For many Generation X’ers like myself, the Atari 2600 brings back memories of many fun hours spent playing video games. We didn’t know it back then, but the 2600 was little more than a CPU, a crude video subsystem, and a sound chip bundled into a console. Atari 2600 cartridges contained a ROM chip, which had to more or less create the entire game from scratch. All the magic was done with really clever assembly-code (or even machine code) programming. It’s all described in a fascinating book called Racing The Beam.
I recently came across a neat video on YouTube where David Crane (the creator of Pitfall and the even more impressive Pitfall II) gave a talk on how the amazing effects in these games were accomplished.
The Atari 2600 was, initially, really only designed to play two games: Pong and Combat. Its hardware was built around two “player” sprites and three “missile” or “ball” sprites. Not only that, but the display was built one line at a time. The game code in the cartridge had to keep track of which line it was on and then display the line when the right time came.

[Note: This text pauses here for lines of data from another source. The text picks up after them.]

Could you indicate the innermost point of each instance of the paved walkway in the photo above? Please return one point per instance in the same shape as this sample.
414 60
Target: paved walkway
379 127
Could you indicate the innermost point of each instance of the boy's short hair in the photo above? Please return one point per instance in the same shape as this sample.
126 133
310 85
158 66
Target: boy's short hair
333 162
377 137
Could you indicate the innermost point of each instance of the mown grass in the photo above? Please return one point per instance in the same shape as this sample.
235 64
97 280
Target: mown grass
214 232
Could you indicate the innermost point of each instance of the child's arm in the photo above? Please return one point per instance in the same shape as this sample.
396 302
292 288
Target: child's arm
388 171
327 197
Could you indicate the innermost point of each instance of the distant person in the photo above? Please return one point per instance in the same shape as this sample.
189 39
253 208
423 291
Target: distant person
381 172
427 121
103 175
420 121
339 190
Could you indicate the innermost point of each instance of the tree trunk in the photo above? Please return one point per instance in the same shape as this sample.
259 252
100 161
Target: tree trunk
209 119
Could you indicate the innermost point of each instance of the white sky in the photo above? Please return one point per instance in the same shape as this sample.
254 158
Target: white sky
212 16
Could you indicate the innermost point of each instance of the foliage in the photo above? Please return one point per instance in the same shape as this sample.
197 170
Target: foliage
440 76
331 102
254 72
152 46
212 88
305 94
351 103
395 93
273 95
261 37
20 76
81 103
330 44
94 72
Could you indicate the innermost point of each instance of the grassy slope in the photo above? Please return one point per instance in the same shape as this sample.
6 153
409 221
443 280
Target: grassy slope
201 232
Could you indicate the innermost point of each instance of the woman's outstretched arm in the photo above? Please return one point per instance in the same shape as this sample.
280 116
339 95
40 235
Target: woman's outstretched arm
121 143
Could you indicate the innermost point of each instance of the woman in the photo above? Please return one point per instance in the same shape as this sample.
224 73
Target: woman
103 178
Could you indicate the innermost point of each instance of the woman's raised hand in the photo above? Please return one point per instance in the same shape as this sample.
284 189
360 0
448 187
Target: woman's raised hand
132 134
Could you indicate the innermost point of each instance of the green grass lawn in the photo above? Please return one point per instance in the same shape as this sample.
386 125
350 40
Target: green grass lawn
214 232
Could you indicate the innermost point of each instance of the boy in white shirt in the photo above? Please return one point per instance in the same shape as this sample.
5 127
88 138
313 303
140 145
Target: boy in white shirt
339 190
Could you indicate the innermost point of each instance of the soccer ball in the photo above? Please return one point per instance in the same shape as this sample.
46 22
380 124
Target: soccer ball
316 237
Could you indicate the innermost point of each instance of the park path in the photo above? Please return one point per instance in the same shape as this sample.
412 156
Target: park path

It had to do all this in real time, before the beam swept across the screen again!
How did Crane and other developers convince this system to produce complex games such as Pitfall? By employing every trick in the book, and writing more than a few new ones into the margins for good measure. (Why did the background graphics in some games look weird? That was actual machine code being displayed, due to a lack of space to store bitmaps!)
Crane’s talk (including a Q&A session) is just over an hour long — but this is time well spent for anyone interested in the nuts and bolts of making computer games. These guys made magic out of almost nothing.